1957 Aston Martin DBR2 Le Mans racer

I’ve never seen a real 1957 Aston Martin DBR2 Le Mans racer, but a company out of Phoenix, Ariz. called Rikz Auto is building a high-end replica based on the original lines of the ’57. Company founder Wa-el Rizk says the car uses a monocoque carbon chassis, carbon-nomex body panels and seats based on the legendary Herman Miller Aeron office chair.

Rikz has his history of aerogel not quite right, but, interestingly, he saves his most glowing praise for the material:

This product, the first breakthrough technology incorporating Nano-tech science is called Aerogel. It is the most advanced insulating technology in the world. The success of Aerogel has been so spectacular, that NASA created a company to commercialize the product.

RA is the first passenger vehicle to use Aerogel as its primary insulating material. The entire engine bay and underside of the vehicle is covered in this space age hydro-phobic (water resistant) compound. The light weight and extraordinary attributes of Aerogel make the RA the most technically advanced vehicle in the world when it comes to heat insulation.

This isn’t one of those kit-cars based on an old VW frame and engine.
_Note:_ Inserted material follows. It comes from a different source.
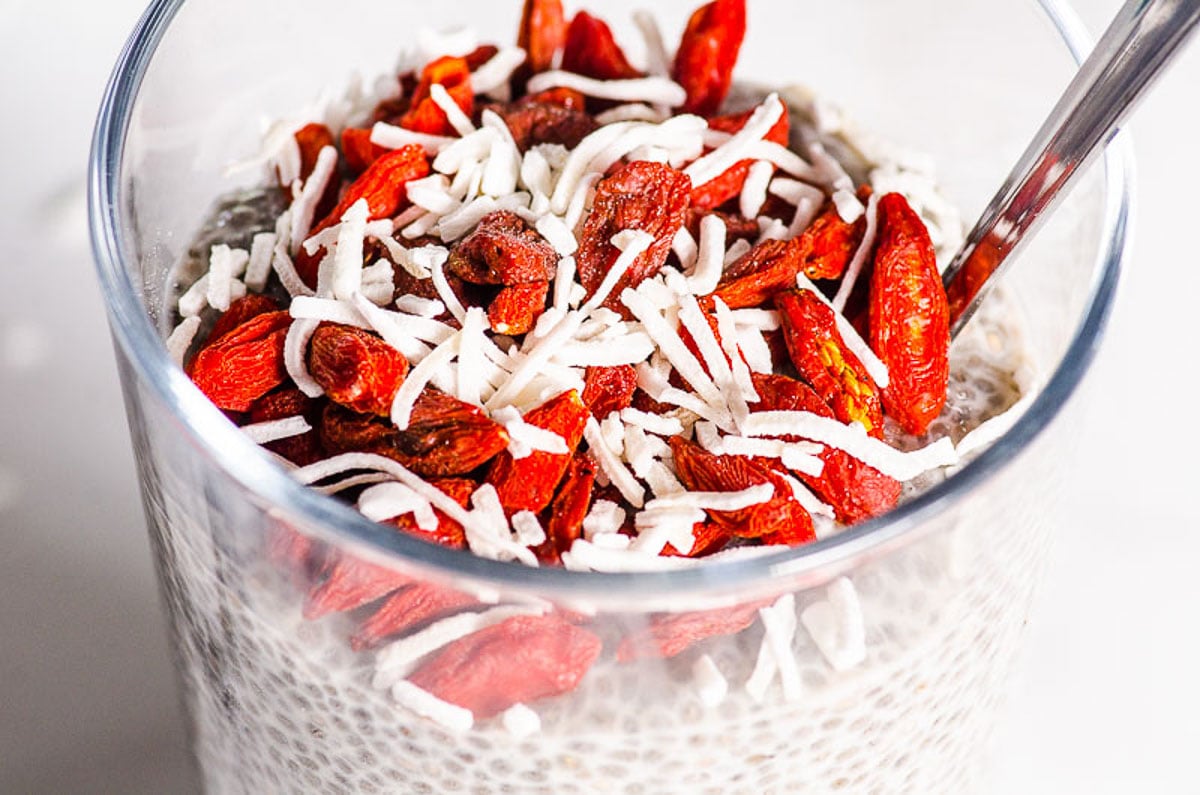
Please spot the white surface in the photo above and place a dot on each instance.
(1109, 701)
Rikz offers engine options of Jaguar straight-6 cylinder with triple SU or Weber Carburetor, a Jaguar V-12 Cylinder with triple SU or Weber Carburetor, or a fuel-injected Corvette LS3 V8 Engine.

Neither the speed those engines put out or the price tag are for the faint at heart. The whole package will run you about $160,000-$180,000 plus another $40,000-$50,000 if you want an real Aston engine.